The middle of the novel, when Shadow is tucked away in the town of Lakeside, is particularly frustrating. Way too many pages are spent with Shadow simply trying to pass the time, from visiting library sales to chatting with his new neighbors, while Mr. Wednesday is off, unseen, doing things that are presumably more interesting and important to the story. Gaiman himself seems to recognize this issue and adds a last-minute mystery to the Lakeside community for Shadow to solve, and though Gaiman’s instincts are right in this regard, his fix is wrong. The Lakeside mystery is kept too distant from the main storyline, its resolution coming only after everything else is already finished, and as a result it all comes off feeling like an unnecessary addendum. It would have made a fine, separate novel, though.

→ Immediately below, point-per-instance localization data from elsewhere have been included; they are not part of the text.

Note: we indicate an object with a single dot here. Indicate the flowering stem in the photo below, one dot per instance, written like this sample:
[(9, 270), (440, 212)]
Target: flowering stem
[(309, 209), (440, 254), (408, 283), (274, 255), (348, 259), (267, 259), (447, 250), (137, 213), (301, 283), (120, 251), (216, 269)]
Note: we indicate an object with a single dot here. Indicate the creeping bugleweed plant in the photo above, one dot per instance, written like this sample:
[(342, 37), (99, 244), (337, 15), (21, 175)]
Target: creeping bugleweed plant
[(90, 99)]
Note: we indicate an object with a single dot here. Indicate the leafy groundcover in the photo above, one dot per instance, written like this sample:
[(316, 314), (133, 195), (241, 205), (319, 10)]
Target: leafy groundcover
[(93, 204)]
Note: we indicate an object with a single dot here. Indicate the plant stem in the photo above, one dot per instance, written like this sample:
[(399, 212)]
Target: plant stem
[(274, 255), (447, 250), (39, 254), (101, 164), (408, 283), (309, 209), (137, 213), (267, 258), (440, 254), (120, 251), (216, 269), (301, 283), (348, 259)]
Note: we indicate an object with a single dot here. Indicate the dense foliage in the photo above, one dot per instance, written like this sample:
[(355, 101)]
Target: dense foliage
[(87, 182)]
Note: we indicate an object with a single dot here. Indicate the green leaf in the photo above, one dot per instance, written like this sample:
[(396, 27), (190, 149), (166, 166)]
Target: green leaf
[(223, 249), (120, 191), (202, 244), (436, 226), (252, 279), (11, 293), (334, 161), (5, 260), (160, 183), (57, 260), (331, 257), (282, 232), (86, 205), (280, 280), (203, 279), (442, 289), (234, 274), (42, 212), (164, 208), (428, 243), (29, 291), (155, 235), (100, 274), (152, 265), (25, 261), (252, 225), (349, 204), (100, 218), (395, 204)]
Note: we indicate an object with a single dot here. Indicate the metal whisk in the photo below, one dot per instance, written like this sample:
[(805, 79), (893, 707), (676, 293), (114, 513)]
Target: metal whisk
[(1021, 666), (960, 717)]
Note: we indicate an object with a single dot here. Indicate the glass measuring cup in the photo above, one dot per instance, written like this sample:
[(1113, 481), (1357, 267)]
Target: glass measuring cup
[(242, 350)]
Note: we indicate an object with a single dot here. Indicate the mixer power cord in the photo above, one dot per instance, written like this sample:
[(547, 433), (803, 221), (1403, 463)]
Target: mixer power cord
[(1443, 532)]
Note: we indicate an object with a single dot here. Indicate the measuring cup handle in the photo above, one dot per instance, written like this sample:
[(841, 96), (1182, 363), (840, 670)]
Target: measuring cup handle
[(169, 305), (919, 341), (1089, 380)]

A war between the gods should be exciting, but since we don’t get to see much of it at all the novel doesn’t reach the level of excitement I was hoping for. You couldn’t call AMERICAN GODS a fast-paced or tightly-plotted novel, but despite my issues it is a worthy one. I can see why it’s so beloved by so many — there really is a richness to the world and the characters Gaiman creates — but it just didn’t resonate with me that strongly.